Will memes be illegal? EU's copyright overhaul, explained
London (CNN Business)Europe is changing the internet again.
Lawmakers have approved a sweeping overhaul of copyright rules, dealing a blow to major tech companies that argued the changes will be costly and limit free expression.
The European Parliament voted Tuesday to approve fiercely contested changes that make platforms such as YouTube responsible for copyright infringements committed by their users.
Sites like Google News could also be required to pay publishers for using snippets of their content.
The proposal was opposed by tech companies, which warned they would need to build expensive content filters and stop linking to publications. Internet activists argued that the changes would lead to censorship.
On the other side of the two-year battle were record labels, artists and media companies. They said reforms were needed to update copyright protections for the internet age and to ensure they’re fairly paid for content.
This is the latest flashpoint between tech giants and European officials, who have taken a much more robust approach than the United States over competition issues, data protection (think GDPR) and tax.
Antonio Tajani, the president of the European Parliament, said the vote would “put an end to the existing digital Wild West by establishing modern rules.”
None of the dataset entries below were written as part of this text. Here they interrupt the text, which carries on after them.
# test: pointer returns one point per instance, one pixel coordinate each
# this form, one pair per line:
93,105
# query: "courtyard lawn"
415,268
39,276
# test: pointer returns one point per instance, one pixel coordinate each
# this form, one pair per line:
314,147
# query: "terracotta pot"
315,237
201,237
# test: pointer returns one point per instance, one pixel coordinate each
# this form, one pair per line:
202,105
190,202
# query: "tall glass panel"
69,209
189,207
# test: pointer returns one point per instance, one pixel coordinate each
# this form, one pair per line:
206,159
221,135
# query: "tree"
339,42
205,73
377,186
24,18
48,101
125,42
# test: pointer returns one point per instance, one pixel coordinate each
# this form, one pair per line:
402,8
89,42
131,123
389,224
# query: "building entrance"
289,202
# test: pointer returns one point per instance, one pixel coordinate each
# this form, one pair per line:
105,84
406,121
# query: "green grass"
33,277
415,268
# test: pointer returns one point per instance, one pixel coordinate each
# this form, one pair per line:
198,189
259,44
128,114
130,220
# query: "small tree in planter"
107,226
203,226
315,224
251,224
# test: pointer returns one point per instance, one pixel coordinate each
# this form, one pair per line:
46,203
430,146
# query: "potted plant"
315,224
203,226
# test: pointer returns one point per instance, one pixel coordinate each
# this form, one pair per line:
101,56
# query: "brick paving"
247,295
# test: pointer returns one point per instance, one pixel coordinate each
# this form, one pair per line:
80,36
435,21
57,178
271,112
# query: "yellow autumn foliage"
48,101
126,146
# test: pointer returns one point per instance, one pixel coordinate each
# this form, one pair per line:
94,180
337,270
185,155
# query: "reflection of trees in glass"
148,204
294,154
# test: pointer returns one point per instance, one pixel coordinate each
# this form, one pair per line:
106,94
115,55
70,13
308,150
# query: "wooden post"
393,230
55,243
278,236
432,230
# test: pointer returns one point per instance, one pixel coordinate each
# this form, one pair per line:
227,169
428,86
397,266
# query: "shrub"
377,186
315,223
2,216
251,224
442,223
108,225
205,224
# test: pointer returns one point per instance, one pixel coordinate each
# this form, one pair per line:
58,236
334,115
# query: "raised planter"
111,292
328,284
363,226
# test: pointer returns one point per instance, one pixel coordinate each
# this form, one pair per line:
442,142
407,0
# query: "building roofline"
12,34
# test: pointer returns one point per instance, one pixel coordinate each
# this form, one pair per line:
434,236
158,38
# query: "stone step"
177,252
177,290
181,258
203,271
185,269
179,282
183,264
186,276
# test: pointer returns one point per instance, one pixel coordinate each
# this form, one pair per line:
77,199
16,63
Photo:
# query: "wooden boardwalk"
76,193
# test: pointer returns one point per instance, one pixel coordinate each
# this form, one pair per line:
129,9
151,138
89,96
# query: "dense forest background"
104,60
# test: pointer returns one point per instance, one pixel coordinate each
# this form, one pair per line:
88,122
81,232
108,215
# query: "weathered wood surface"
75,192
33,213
Critics say provisions included in the bill are far too broad and could hit material that is not protected by copyright, such as quotations or parody. They warn the law could even kill off internet memes.
Creating work for lawyers
Proponents of the bill said those claims are exaggerated, reflecting the high degree of uncertainty about how the law will be applied.
Google (GOOGL) said the measure will “lead to legal uncertainty and will hurt Europe’s creative and digital economies.”
“The details matter, and we look forward to working with policy makers, publishers, creators and rights holders as EU member states move to implement these new rules,” the company said in a statement.
Eleonora Rosati, a lawyer and copyright expert at the University of Southampton, said that courts will play a key role in interpreting the law.
“Some of the concepts are meant to be flexible, so that they will give room for flexible interpretation … but of course that also leaves room for significant uncertainty,” she said.
Critics of the law have argued that its vague wording will encourage tech companies to preemptively block content, and avoid linking to news websites, in order to stay out of trouble.
Julia Reda, a member of European Parliament from Germany, said the vote marked a “dark day for internet freedom.”
The vote Tuesday paves the way for the bill to become law once it has been endorsed by the European Council, which represents the bloc’s member states. The European Council has said it will approve the measure, but implementation will take two years.